In stories of linguistic verve and absurdist wit, Yevgenia Belorusets writes of trauma amidst the mundane, telling surreal, unsettling tales of survival in a shattered country.
PUBLISHERS WEEKLY
Belorusets, a documentary photographer and activist, captures the extraordinary lives of ordinary Ukrainian women in her arresting fiction debut, a story collection. The brief entries survey lives upended by the political and military turmoil over the past two decades: "that's the kind of country we have, okay? The unprotected kind," recounts the eponymous narrator of the excellent "Lena in Danger," about a woman who leaves Ukraine for Germany in the 2000s. Some have a magical or fantastical element, such as "The Woman Who Caught Babies into a Mitt," in which a powerful witch places curses on whole buildings. As the war in the Donetsk region begins in 2014, many of the women disappear—in "The Florist," a woman spends all her time in her flower shop ("it was only inside her store," the narrator says of her, "that she knew how to exist"), until she and the shop disappear.
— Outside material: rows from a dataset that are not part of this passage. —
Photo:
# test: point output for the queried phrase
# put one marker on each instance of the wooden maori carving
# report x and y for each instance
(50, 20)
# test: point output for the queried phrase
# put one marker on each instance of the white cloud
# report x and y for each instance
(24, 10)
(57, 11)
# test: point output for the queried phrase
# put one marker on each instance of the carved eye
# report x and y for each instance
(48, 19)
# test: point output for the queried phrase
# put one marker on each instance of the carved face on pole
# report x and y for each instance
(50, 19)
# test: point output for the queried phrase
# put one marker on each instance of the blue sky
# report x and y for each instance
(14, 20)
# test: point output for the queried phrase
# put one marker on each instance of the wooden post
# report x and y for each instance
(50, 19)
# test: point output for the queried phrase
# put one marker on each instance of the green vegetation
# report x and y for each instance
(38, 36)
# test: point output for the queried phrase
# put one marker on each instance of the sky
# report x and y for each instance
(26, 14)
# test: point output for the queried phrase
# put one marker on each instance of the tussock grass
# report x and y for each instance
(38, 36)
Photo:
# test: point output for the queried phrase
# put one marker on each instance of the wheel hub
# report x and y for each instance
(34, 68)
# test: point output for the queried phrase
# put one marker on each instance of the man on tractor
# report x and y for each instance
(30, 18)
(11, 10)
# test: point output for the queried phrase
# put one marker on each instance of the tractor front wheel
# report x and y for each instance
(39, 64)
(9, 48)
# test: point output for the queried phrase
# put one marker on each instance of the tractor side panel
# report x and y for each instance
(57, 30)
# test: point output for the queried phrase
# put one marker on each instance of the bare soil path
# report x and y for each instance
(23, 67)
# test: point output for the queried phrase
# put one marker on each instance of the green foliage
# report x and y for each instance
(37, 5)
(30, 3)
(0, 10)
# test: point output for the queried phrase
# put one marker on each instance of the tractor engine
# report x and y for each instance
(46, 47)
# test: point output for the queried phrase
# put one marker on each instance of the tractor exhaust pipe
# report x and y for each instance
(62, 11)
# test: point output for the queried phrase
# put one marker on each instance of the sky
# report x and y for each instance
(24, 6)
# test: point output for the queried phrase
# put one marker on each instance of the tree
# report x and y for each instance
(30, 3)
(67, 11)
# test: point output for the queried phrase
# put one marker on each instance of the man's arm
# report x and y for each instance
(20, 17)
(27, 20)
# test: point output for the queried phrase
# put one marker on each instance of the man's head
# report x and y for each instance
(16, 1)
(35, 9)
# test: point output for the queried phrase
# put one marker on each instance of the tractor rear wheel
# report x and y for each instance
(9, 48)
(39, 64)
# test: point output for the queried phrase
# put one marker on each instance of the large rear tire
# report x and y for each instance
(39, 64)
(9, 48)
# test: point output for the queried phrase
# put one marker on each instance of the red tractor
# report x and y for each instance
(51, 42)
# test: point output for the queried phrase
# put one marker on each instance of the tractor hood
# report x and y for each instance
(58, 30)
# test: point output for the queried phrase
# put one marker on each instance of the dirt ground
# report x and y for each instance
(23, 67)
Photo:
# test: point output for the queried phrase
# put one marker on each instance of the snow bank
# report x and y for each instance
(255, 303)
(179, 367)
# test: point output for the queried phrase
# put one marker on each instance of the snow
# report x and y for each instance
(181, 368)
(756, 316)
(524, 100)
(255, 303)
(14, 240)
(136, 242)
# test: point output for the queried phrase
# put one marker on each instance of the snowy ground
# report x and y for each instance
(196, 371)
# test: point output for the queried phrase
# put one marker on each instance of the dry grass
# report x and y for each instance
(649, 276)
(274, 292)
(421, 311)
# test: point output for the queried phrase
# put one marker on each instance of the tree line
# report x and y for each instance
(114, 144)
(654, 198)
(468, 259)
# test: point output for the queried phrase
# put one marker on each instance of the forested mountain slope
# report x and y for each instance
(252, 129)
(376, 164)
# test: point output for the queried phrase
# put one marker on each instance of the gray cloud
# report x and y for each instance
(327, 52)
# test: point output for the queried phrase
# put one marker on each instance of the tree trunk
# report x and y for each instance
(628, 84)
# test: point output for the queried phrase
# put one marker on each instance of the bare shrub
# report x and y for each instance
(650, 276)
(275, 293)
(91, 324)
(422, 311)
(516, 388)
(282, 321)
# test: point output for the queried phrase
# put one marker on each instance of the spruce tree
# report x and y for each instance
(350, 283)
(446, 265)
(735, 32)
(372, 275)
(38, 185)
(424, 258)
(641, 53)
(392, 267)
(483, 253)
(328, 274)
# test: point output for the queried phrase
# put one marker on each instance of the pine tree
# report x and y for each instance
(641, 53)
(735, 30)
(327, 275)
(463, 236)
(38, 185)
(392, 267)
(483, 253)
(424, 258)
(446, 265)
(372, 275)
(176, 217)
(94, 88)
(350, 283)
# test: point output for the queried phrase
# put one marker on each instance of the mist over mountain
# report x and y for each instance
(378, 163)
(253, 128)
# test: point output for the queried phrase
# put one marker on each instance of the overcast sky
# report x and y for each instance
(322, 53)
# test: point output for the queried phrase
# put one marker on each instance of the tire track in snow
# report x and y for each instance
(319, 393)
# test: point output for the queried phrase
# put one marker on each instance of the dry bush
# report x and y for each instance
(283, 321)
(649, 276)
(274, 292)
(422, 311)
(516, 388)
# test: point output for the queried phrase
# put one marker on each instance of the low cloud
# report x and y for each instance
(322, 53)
In "A Woman at the Cosmetologist's," another woman finds comfort visiting her cosmetologist, who gives massages and fulfills the role of a therapist. As suicide rates increase, the characters' despair becomes palpable in a series of standout stories, namely "The Stars" and "The Crash." Two of Belorusets's photo series supplement her writing, but her words speak for themselves. The combination makes for a powerful exercise.